We have addressed the issue of gang experts in similar contexts in United States v. Hankey, 203 F.3d 1160(9th Cir. 2000), and United States v. Takahashi, 205 F.3d 1161 (9th Cir.2000). In both instances, we found that the district court properly assessed the relevance and reliability of the gang expert and did not abuse its discretion in determining that the testimony was reliable and that its probative value was not substantially outweighed by the danger of unfair prejudice.

28

Similarly, here, the district court considered Detective Eagleson's extensive experience with Los Angeles street gangs, and the Cuatro Flats gang in particular, and determined that he was reliable within the meaning of Federal Rule of Evidence 702. The record supports that determination; there was no abuse of discretion.

29

The district court also weighed the countervailing factors of Rule 403, and determined that the probative value of the expert's testimony with regard to bias and the ultimate credibility of Villa as a witness was not substantially outweighed by any unfair prejudice that might result.

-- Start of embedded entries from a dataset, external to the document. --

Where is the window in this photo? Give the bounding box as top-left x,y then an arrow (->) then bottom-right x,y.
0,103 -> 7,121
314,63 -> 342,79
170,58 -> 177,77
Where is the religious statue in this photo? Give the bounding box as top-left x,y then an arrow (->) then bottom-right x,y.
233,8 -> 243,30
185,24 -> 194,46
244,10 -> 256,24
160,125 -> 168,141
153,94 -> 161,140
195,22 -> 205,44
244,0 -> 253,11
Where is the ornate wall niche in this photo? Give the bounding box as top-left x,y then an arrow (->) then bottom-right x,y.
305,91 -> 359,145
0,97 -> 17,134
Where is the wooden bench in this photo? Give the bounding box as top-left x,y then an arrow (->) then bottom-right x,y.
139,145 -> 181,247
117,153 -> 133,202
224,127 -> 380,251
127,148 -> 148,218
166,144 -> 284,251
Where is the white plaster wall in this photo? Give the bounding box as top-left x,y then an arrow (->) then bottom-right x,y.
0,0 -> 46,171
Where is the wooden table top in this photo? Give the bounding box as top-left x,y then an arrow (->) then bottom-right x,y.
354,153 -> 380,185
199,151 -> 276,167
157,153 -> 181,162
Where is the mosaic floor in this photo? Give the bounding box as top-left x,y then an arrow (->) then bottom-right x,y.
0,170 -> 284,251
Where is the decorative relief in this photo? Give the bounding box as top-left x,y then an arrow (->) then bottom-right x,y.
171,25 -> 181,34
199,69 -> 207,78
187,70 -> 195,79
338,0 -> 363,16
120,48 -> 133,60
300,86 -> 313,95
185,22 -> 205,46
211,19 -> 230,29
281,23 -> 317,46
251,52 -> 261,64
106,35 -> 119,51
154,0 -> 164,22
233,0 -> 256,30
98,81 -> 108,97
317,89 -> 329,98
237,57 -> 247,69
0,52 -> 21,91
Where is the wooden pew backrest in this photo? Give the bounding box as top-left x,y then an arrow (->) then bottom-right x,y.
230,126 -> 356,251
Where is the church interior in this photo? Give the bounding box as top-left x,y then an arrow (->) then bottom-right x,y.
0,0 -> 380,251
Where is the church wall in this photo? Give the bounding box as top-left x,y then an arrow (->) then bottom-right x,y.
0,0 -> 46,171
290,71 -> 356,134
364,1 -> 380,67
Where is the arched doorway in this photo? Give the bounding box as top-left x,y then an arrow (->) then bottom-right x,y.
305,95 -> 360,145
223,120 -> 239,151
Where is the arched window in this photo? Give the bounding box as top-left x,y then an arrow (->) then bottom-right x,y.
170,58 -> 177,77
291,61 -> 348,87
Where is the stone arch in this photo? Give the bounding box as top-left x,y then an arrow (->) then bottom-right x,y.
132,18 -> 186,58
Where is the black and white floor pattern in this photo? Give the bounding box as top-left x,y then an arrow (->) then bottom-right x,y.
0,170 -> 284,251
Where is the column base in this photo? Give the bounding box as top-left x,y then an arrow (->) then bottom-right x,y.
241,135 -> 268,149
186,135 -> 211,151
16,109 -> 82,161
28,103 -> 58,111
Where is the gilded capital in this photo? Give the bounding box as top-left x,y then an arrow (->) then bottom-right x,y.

That ruling was also not an abuse of discretion. The subject of gang membership had been thoroughly aired before the gang expert testified. His testimony concerning gang punishment for junior members who fail to support senior members was probative on the truthfulness of Villa's testimony. Although the expert testimony was detrimental to Padilla's case, it was within the district court's discretion to conclude that it was not unfairly prejudicial within the meaning of Rule 403.

D

30

As we stated at the outset of this opinion, we have determined in the interest of judicial economy to remand this case to the district court so that it may address in the first instance the sentencing issues raised by Blakely, ___ U.S. ___, 124 S.Ct. 2531, 159 L.Ed.2d 403. The district court may wait for guidance from the Supreme Court in its pending cases of Booker, ___ U.S. ___, 125 S.Ct. 11, ___ L.Ed.2d ___, 2004 WL 1713654, and Fanfan, ___ U.S. ___, 125 S.Ct. 12, ___ L.Ed.2d ___, 2004 WL 1713655, and may then resentence Padilla, and conduct any other appropriate proceedings, in accord with those cases if they affect Padilla's sentence.

III. Conclusion

31

The conviction of Padilla is affirmed. The case is remanded to the district court for further proceedings, as necessary, with regard to Padilla's sentence.

32

CONVICTION AFFIRMED; SENTENCE REMANDED.

Notes:

1

The Court inLewis noted that there was no significant difference between the statutory provision at issue there and 18 U.S.C. § 922(g)(1), because "[e]ach seeks to keep a firearm away from `any person ... who has been convicted' of a felony." Lewis, 445 U.S. at 64, 100 S.Ct. 915.

2

Our disposition of this issue renders it unnecessary for us to address the government's contention that the state court'snunc pro tunc order did not qualify as "newly discovered evidence" within the meaning of Fed. R.Crim.P. 33(b)(1).

3

We reviewde novo the district court's decision to admit a statement that may have been obtained in violation of Miranda subject, however, to the harmless error standard. See United States v. Butler, 249 F.3d 1094, 1098 (9th Cir.2001).

4

Whether a defendant was subject to interrogation is a mixed question of fact and law that we reviewde novo. See United States v. Moreno-Flores, 33 F.3d 1164, 1168 (9th Cir.1994).

5

We review for abuse of discretion the district court's ruling on the admissibility of expert testimonySee United States v. Hankey, 203 F.3d 1160, 1166-67 (9th Cir.2000).